Let X denote the number of infants born in one day in a hospital, and Y denote the number of male infants among them. The joint distribution of X and Y is $$ P\{X=n,Y=m\}=\frac{e^{-14}(7.14)^m(6.86)^{n-m}}{m!(n-m)!}\\ n=0,1,2,...;\space m=0,1,2,...,n. $$
The question is to find the marginal distribution.
I know: $$P\{X=n\}=\displaystyle \sum_{m=0}^{n} \frac{e^{-14}(7.14)^m(6.86)^{n-m}}{m!(n-m)!}, P\{Y=m\}=\displaystyle \sum_{n=m}^{\infty} \frac{e^{-14}(7.14)^m(6.86)^{n-m}}{m!(n-m)!}$$.
But I don't know how to calculate or simplify the two formulas.
Just to make it a little bit easier for me to write the solution let me solve for a more "general" case where the joint distribution of $X$ and $Y$ is $$ P\left\{X=n,Y=m\right\}=\frac{\lambda^{-n}e^{-\lambda}p^{m}\left(1-p\right)^{n-m}}{m!(n-m)!} $$ In your example $\lambda=14$ and $p=7.14/14$. Let's solve for $X$: $$ P\left\{X=n\right\}=\sum_{m=0}^{n}\frac{\lambda^{-n}e^{-\lambda}p^{m}\left(1-p\right)^{n-m}}{m!(n-m)!}=\frac{\lambda^{n}e^{-\lambda}}{n!}\sum_{m=0}^{n}\frac{n!}{m!(n-m)!}p^{m}\left(1-p\right)^{n-m} $$ Using Newton's Binomial Theorem the series is equal to $\left(p+1-p\right)^{n}=1$ and thus $X$ has Poisson Distribution with parameter $\lambda$.
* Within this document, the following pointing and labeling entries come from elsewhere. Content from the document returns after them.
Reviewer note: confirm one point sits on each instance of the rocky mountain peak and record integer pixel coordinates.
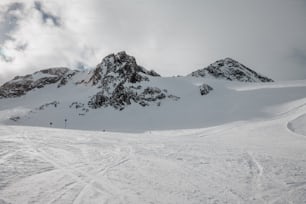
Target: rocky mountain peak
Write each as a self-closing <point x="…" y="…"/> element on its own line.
<point x="121" y="66"/>
<point x="232" y="70"/>
<point x="122" y="81"/>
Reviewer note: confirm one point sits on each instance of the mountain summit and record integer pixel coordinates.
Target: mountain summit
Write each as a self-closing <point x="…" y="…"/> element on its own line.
<point x="232" y="70"/>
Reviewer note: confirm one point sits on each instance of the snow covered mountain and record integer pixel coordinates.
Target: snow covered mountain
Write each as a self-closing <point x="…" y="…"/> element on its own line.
<point x="232" y="70"/>
<point x="120" y="95"/>
<point x="152" y="139"/>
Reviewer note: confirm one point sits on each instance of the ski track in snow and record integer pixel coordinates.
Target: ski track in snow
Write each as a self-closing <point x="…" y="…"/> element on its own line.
<point x="242" y="162"/>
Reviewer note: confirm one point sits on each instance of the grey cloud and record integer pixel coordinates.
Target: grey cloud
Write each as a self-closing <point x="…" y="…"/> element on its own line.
<point x="4" y="57"/>
<point x="47" y="15"/>
<point x="299" y="56"/>
<point x="10" y="20"/>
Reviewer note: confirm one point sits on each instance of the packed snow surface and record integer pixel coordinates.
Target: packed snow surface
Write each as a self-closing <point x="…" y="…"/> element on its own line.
<point x="233" y="145"/>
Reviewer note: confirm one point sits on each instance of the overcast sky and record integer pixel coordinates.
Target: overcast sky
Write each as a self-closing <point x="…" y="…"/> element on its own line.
<point x="170" y="36"/>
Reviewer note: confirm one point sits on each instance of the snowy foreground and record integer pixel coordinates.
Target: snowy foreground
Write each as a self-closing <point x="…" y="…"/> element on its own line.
<point x="262" y="161"/>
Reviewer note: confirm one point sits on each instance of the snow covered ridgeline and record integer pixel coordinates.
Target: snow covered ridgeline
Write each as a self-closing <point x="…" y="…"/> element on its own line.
<point x="122" y="82"/>
<point x="232" y="70"/>
<point x="20" y="85"/>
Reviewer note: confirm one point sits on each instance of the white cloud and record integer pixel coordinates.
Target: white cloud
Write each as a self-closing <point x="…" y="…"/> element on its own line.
<point x="170" y="36"/>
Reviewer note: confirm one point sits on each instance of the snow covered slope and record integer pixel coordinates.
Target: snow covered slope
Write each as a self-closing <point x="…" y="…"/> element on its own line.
<point x="120" y="95"/>
<point x="232" y="70"/>
<point x="174" y="140"/>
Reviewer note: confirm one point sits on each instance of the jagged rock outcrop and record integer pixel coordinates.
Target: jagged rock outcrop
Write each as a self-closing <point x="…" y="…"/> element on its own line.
<point x="205" y="89"/>
<point x="232" y="70"/>
<point x="123" y="82"/>
<point x="20" y="85"/>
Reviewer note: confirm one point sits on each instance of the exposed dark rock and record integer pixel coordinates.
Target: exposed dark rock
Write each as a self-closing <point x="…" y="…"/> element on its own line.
<point x="231" y="70"/>
<point x="205" y="89"/>
<point x="121" y="82"/>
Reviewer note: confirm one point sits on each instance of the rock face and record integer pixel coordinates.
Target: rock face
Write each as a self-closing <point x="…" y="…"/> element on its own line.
<point x="20" y="85"/>
<point x="123" y="82"/>
<point x="232" y="70"/>
<point x="205" y="89"/>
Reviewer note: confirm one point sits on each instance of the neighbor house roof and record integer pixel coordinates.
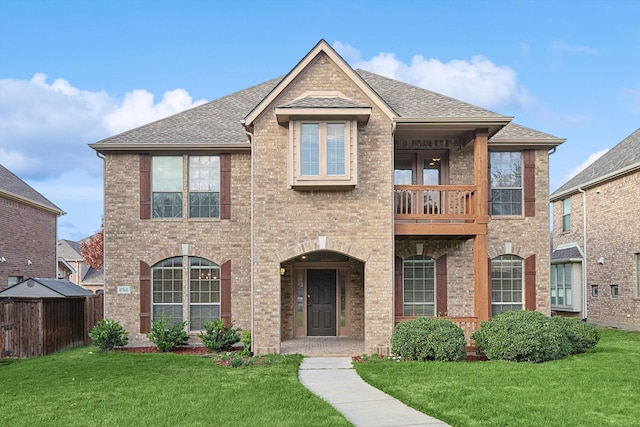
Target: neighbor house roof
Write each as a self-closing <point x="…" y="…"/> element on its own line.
<point x="620" y="160"/>
<point x="13" y="187"/>
<point x="217" y="124"/>
<point x="45" y="288"/>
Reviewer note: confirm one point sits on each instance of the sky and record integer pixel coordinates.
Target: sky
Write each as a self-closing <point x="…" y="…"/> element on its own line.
<point x="75" y="72"/>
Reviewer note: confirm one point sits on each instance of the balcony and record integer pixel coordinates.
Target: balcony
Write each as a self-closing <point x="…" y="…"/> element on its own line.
<point x="439" y="211"/>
Now let's solve for $Y$ (you made a tiny mistake when defining the inferior limit of the series, it starts from $m$): $$ P\left\{Y=m\right\}=\sum_{n=m}^{\infty}=\frac{\lambda^{-n}e^{-\lambda}p^{m}\left(1-p\right)^{n-m}}{m!(n-m)!}=\frac{\lambda^{-m}e^{-\lambda}}{m!}\sum_{m=n}^{\infty}\frac{\left(\lambda(1-p)\right)^{n-m}}{(n-m)!} $$ Using a change of variable $v=n-m$ you get that the series is the Maclaurin series of $e^{\lambda(1-p)}$. Hence, $Y$ has Poisson Dsitribution with parameter $\lambda p$.
To conclude, I would like to add some comments regarding this problem. You can interpret this problem in a "Bayesian way" as follows: let $X$ be the number of babies born in one day, then $X\sim Po(\lambda)$. The probability that a baby is a boy is $p$, so let $Y$ be the number of boys born in a day, then if $X$ babies where born we have that $Y|X\sim Bin(X,p)$ (you can divide the joint by the marginal and check this).